I'm setting up an AWS account with several users. Each of these users has policies attached that restrict their access to specific S3 buckets/objects and the EC2 instance types / Autoscaling Groups they can launch.
Users can launch multiple on-demand / spot instances at any given time. I want to make sure that the instances that a specific user launches have the same permissions or restrictions as the user that launched them. I'm sure I can find a way of setting up the corresponding user credentials on startup but I'd rather use roles for this.

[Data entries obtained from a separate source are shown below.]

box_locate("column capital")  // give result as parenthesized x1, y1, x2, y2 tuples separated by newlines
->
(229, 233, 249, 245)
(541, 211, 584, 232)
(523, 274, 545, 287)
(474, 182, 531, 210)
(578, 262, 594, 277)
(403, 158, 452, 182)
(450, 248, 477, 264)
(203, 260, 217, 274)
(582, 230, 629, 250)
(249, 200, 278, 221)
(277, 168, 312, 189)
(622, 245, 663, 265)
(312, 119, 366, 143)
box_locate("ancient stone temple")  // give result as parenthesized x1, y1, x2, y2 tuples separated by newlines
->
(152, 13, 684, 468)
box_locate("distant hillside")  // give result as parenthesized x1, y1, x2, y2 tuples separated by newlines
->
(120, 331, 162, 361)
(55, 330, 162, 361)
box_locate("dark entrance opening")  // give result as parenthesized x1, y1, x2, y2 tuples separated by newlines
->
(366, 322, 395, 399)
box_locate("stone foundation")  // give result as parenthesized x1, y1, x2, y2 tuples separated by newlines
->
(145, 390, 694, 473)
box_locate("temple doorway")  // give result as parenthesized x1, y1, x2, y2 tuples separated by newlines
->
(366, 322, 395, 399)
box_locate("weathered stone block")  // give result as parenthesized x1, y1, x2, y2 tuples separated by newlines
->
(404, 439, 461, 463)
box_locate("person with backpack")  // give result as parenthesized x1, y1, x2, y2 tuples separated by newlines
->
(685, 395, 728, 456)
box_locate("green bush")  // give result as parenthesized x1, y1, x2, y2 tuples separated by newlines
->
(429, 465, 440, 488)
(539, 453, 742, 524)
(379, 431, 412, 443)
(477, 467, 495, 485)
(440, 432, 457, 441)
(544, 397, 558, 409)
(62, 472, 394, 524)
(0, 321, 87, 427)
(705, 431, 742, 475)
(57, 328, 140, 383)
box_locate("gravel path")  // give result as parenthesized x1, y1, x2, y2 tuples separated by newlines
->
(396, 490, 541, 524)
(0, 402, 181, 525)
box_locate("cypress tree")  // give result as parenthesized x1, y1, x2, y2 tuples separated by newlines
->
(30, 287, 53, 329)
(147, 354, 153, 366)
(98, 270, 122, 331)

I've been able to create a role and an instance profile to launch an EC2 instance and get S3 access with temporary credentials instead of setting up the user's access key ID and secret access key on that instance. However, is there any way of having the role mimic the user's permission so any instance launched by that user has their same restrictions? Right now a user could simply use this role to launch an EC2 instance and use that instance to access S3 buckets and objects he should not be able to access otherwise. Furthermore, some of the policies use the aws:username variable, which is not available when the principal is an assumed role.
One workaround seems to create user-specific roles with the same policies as the ones attached to the user, but this seems like a bad approach, specially if I have a big number of users that I constantly update permissions for. I'm also unsure if I'm able to restrict users from assuming roles different than their corresponding ones. Lastly, this still would not work for policies that use the aws:username.
What are my options here? What would be a good practice in this scenario?